Like Alice Kingsleigh, I believe as many as six impossible things before breakfast. But I’m still finding it impossible to believe that a movie as marvelous as Tim Burton’s “Alice in Wonderland” couldn’t come up with a better closing act.
Based on the Lewis Carroll novels “Alice’s Adventures in Wonderland” and “Through the Looking-Glass,” Burton’s “Alice” takes the story beyond the dreamland of a young girl and transforms it into a coming-of-age tale that still pays homage to the original material.
The film opens with a glimpse of Carroll’s Alice, a six-year-old girl tormented by dreams of a place called Wonderland, but quickly transitions to reveal Burton’s present-day Alice, a 19-year-old on her way to a Victorian party in the wake of her father’s death.
It’s clear early on that Alice, played by Mia Wasikowska in her first lead role, doesn’t quite fit into Victorian society, contemptuous of social customs such as corsets and dances. At the beginning of the film, she seems content to simply suffer in silence. But when the son of her late father’s business partner asks her to marry him, Alice must finally speak and choose whether she will conform to expectations or assert her independence.

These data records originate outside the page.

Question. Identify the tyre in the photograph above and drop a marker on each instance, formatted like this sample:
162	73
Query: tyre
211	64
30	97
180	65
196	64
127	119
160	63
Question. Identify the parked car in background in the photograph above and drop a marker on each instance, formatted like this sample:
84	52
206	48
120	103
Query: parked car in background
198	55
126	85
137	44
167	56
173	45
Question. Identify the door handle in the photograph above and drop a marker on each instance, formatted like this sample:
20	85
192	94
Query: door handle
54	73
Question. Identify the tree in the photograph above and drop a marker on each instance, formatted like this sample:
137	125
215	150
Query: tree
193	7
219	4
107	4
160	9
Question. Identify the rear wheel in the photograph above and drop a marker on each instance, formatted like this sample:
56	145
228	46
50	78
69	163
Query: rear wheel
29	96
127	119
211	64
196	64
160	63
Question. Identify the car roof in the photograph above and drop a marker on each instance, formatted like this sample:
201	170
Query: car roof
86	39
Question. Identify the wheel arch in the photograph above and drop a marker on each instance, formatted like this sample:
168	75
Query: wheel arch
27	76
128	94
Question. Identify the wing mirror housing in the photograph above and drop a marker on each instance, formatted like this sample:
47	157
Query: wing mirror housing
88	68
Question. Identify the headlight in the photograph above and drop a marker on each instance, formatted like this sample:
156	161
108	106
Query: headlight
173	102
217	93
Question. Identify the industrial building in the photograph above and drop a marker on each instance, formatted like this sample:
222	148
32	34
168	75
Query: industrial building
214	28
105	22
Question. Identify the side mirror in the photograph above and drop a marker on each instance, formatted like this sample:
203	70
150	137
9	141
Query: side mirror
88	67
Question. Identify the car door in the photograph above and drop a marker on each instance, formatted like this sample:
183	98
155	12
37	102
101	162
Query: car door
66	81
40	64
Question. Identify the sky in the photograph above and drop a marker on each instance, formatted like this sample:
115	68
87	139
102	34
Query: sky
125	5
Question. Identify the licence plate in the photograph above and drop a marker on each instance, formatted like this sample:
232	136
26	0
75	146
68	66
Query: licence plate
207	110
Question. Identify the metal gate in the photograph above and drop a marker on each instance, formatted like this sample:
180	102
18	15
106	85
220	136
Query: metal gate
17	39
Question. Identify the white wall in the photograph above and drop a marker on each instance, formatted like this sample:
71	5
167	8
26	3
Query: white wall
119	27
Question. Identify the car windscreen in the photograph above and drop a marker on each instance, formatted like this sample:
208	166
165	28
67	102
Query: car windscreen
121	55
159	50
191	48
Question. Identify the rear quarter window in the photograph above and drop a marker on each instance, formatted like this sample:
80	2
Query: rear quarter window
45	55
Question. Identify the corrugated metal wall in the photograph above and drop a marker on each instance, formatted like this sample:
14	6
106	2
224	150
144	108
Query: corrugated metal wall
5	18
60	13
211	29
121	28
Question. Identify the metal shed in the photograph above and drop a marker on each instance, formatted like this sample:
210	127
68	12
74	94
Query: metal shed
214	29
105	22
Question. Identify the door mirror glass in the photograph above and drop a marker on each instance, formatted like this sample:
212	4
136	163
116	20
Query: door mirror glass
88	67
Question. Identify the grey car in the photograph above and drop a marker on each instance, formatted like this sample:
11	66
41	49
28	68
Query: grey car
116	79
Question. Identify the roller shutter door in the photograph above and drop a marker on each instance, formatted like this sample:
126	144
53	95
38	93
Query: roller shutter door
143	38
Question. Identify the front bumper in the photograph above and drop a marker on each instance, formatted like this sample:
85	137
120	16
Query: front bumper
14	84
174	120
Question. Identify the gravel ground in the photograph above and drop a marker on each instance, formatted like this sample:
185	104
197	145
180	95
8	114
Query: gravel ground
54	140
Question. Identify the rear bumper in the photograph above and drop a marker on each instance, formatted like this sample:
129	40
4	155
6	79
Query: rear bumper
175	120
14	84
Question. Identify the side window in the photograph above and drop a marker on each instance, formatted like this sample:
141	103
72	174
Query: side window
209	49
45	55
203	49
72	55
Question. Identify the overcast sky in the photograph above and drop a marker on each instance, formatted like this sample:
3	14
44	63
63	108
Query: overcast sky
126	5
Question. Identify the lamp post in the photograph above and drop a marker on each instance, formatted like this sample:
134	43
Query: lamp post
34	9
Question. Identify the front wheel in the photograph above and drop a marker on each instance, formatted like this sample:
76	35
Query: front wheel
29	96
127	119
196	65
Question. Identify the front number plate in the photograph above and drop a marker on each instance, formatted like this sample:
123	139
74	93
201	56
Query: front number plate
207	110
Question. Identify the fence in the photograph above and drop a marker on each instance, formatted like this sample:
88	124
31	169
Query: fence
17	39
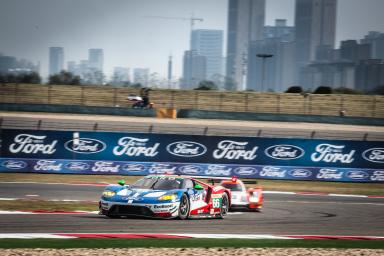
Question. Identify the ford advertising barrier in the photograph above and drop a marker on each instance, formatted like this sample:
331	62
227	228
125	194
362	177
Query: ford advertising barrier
141	154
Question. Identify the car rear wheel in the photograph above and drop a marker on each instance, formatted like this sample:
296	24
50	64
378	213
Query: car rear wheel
224	206
184	207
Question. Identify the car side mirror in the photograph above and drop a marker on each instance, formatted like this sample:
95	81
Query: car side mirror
198	187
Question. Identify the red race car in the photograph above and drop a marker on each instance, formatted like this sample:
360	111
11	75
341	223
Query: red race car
243	198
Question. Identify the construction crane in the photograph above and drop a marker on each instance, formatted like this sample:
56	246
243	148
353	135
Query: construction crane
192	20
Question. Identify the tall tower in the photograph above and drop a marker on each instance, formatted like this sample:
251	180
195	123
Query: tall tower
315	23
245	24
194	69
209	43
56	60
170	72
96	59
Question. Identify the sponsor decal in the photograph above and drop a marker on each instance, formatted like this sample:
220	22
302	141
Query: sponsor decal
47	165
190	169
357	175
219	170
374	155
77	166
133	168
332	153
186	149
300	173
163	206
229	149
132	146
329	174
32	144
14	164
245	171
377	176
271	171
162	169
85	146
284	152
105	166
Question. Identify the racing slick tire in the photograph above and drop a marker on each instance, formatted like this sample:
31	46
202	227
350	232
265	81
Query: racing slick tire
224	206
184	207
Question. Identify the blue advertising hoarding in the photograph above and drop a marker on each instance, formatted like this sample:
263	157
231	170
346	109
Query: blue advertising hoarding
141	154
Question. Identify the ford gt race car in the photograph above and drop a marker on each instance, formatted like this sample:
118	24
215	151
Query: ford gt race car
165	196
243	198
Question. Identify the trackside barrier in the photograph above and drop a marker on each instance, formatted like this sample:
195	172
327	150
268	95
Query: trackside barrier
140	154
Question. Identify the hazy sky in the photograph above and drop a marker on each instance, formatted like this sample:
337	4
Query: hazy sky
130	39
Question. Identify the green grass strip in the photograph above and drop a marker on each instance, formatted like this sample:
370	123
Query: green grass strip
184	243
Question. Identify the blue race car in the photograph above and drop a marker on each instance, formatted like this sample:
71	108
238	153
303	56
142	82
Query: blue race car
165	196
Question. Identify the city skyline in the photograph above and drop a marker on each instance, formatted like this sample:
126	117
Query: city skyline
130	39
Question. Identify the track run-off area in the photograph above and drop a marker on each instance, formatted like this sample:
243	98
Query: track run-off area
283	214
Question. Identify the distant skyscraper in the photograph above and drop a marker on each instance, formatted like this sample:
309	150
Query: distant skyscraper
280	30
120	76
96	59
170	72
245	24
209	43
376	40
315	23
141	76
56	60
194	69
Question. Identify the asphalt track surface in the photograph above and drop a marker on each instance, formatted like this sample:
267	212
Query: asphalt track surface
57	121
282	215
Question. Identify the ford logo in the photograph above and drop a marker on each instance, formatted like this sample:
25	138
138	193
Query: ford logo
245	171
190	169
77	166
284	152
374	155
85	146
186	149
133	167
357	175
300	173
14	164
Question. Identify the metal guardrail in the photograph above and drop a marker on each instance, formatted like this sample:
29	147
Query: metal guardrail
252	102
196	129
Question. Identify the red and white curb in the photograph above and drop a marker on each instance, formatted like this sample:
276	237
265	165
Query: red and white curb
180	236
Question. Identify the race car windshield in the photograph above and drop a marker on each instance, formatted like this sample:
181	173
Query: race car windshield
233	187
158	183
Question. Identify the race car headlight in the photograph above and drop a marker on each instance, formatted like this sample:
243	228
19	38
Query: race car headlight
170	197
108	193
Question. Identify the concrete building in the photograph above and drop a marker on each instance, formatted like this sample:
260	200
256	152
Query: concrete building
194	69
141	76
120	76
96	59
369	74
209	43
376	40
353	51
279	71
315	24
56	60
245	24
280	30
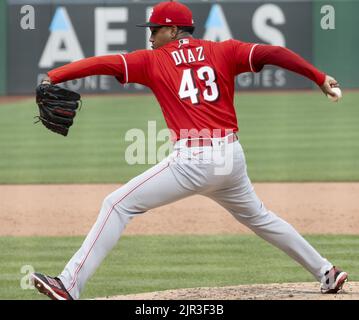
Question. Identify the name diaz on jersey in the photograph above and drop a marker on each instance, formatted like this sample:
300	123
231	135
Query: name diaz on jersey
188	55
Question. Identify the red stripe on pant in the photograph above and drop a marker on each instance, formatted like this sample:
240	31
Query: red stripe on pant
108	215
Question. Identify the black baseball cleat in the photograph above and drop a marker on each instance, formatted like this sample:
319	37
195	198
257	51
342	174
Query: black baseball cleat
333	280
51	287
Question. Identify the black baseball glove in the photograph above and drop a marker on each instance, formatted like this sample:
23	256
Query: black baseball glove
57	107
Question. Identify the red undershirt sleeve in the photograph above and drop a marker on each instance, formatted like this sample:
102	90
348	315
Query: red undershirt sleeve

Unable to decide, Alice catches sight of a white rabbit running into the woods and takes the opportunity to flee, leaving the party and falling down the not-so-proverbial rabbit hole into a computer-generated fantasy land.
Yet this is not the Wonderland we’ve been expecting from our exposure to the original Carroll works and the ‘50s Disney adaptation — rather, it’s a dark, twisted “Underland,” ruled by the iron fist and big head of the Red Queen (Helena Bonham Carter).
Alice soon learns she was brought back to Underland to fulfill a prophesy that “The Alice” would return to slay the Jabberwocky, a dragon-like creature controlled by the Red Queen that keeps her sister, the usurped White Queen (Anne Hathaway), from reclaiming her throne.
Unfortunately, Alice has absolutely no intention of killing anything, much less a Jabberwocky, believing Underland to be nothing more than another of the dreams which have haunted her for her whole life. However, when she is found by the Red Queen’s Knave of Hearts (Crispin Glover), she has no choice but to flee and join the rebellion, led by the Mad Hatter (Johnny Depp).
The film’s visual appeal goes without saying. The nonhuman characters, like the White Rabbit and the Cheshire Cat, are brilliantly animated, but it’s the touch-ups on the human actors that really stand out. Depp’s Hatter is given an ever-changing Technicolor makeover and Bonham Carter’s head has been enlarged to three times its size to emphasize her mania.
But the acting is just as remarkable as the digital enhancements. Wasikowska is easily the movie’s breakout star, playing Alice as a driven young woman with a calm, collected nature that seems just on the right side of madness.
However, Bonham Carter’s performance is a close second. She brings a level of depth to the Queen beyond simple insanity, especially in one scene where she opens up to her Knave and questions whether it is better to be feared or to be loved.
The remainder of the cast is excellent as well — save Depp, whose Mad Hatter is a little too Jack Sparrow — but, unfortunately, the script doesn’t give them the same chance to shine.
The best example of this is Hathaway’s character, the scarcely-seen White Queen. Early on, she’s depicted as hiding behind a façade of happiness, which slips when her retinue is not around. But when Alice arrives at her castle, the Queen retains her fake demeanor, making Hathaway’s earlier acting a waste.
The movie’s final act is really its downfall. Once Alice obtains the Vorpal Sword needed to kill the Jabberwocky, the plot devolves into a stereotypical battle scene orchestrated to quickly resolve the Queens’ war. While the real-world epilogue somewhat redeems the film, you leave feeling as though you and Wonder/Underland deserve a better ending than the one you got.
Still, the film as a whole is magnificent, visually and otherwise, and it’s nice to see a film based on an older work that isn’t just a horrid remake. So, while you may want to cut the final battle from the film with a “snicker-snack,” “Alice” is still worth a trip down the rabbit hole.